But the Athletics Review Committee — the most recent in a string of four committees that have analyzed the role of athletics at Brown — made its recommendations for implementation yesterday, beginning weeks of debate about how the University should solve concerns about the athletics budget. The University currently fields the third-most teams in the Ivy League on the league's lowest athletics budget.

"As soon as I heard the news, I have only been thinking one thing the whole time. And that is how do we save these sports programs?" said wrestler Hudson Collins '11.5.

All four teams will send representatives to meet next week with committee Chair Richard Spies, executive vice president for planning and senior adviser to the president. Spies said the timing of the decision was intentionally spaced weeks before the Corporation's May meeting so Simmons could receive feedback from student-athletes, coaches and alums before a final decision is made.

"The process is real," added Margaret Klawunn, a member of the committee and vice president for campus life and student services. "There's nothing about the process that isn't a genuine effort to gauge community reaction."

The four teams are all constructing arguments for their programs to remain on campus.

"We're hoping to put together a case for why we shouldn't be cut, trying to show the case for skiing instead of other sports, trying to show how it supports diversity because it's such an unconventional sport," said skier Emily Simmons '12. "It's not just like an after-school sport like field sports. It's actually been a lifestyle since we were maybe five or six years old."

Though the report said the committee is concerned about skiers' safety while traveling to mountains in Massachusetts and New Hampshire, skiing Head Coach Michael LeBlanc said the worries are unfounded.  The team has never had any accidents on the road, and all seven skiers taken to the season's final competition were academic All-Americans, according to LeBlanc.

Each team will present its case differently. "What they're doing doesn't make much sense to me," DePaoli said. Fencing is "one of Brown's top-performing teams — we're 12th in the country. We also rank at the highest or almost the highest grade point average of any of the teams."

Wrestling Head Coach Dave Amato said he believes his sport is set to be cut because of Title IX, the federal law requiring federally funded athletic programs to offer similar opportunities to men and women. The University lost a Title IX lawsuit in 1995 after it cut four teams, including two women's teams, due to budget constraints.

"All of the criteria that they listed for dropping sports, we don't meet any of them. We do meet one — gender equity," he said. "That's basically why I think they're dropping wrestling."

According to the Athletics Review Committee's report, wrestling is expensive, takes up admissions slots designated for recruits and does not exist at all Ivy League schools. But Amato said wrestling is entirely self-funded, except for coaching salaries, only takes up seven to nine recruiting slots and is one of the Ivy League's best and most historic sports.

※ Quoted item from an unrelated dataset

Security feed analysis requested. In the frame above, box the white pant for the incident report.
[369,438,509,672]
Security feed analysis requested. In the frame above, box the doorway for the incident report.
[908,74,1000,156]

Even though the committee's recommendation is not final, the news hit athletes hard yesterday.

"I think it's hard to reconcile that I have been here for three years and won't be getting a senior season after putting so much into the sport," Skinner said.

Recruits from the class of 2015 who have yet to arrive on campus also voiced disapproval of the recommendations. Barrett Weiss '15, a fencing recruit who was deciding between Harvard and Brown, said he decided to apply early to Brown after he got the impression that fencing was safe from cuts when it was not cut at the fall Corporation meeting.

"I kind of wish I didn't apply early," he said. "I would have probably taken another visit to both schools and, I mean, I'm not sure where I would go, but I probably would have looked at Brown less seriously."

Amato said he was outraged by the decision to cut his wrestling team. "I didn't see it coming," he said. "I've been here 27 years. I'm going to be out on the street without a job. What am I going to do?"

Fight, apparently. Until the recommendations are either accepted or rejected by the Corporation next month, athletes, coaches and alums will almost certainly be fighting to keep their programs standing.

"I'm a wrestler — we're all optimistic, right?" Amato said. "We're not going to go down easy."